自分は物心ついた頃から夢を見るのが好きだった。そして初老になった今も夢を見るのが楽しい。故に寝るのが好きなのかもしれない。
小さい頃に思ったのは、夢が現実で現実が夢なのかもしれないと想像を巡らした。今もたまに逆転しているのかもしれないと真剣に自分を疑ってみたりする時がある。生まれる前と死んだ後、何れも記憶などない。その世界へいつかはまた戻るのか。
何万年も前の世界に戻るのか何百年も先に立つのかまったくわからない。生と死は永遠の謎だ。
小池博史作品は常に自問自答を与えながら今の世の中の狂った歯車に警鐘を鳴らし続けている。
5回の短い公演だったけど密度の濃い時間があっという間に過ぎた。やりきった感は充実感そのものだがこの分けてもらったエネルギーを無駄に消費したくない。
友だちは5回は少ないよ。もっとやれば間違いなく波動が倍以上に膨らみ出して拡がり続けると言ってくれる。

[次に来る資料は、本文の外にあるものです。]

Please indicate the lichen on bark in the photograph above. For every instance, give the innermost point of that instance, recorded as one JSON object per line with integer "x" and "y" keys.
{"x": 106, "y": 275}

何が正しいかは人それぞれだけど、消費されるものと時間を超越して心に残るものは同時に生まれ爆発したとしても後者の方が圧倒的に人生に拡がりと影響を与える。
ゴッホは絵画の中で売れるものを描く事が前提ではなく、描く被写体の本質を表して伝えたいと願っていたに違いない。それを人びとに伝える一心で。
いくら好きな事でビジネスにしていても、どこかで売れるものが正しいと決めつけがちだ。それは本質を一番見失う邪念に過ぎない。
何が自分に大切かは自分で決めればそれで良いのだけど、視野を失ってしまえば考え方も偏りしかなくなる。
そんな事をあらためて感じ、幻の光が現実にも光りを与えてくれたと実感する。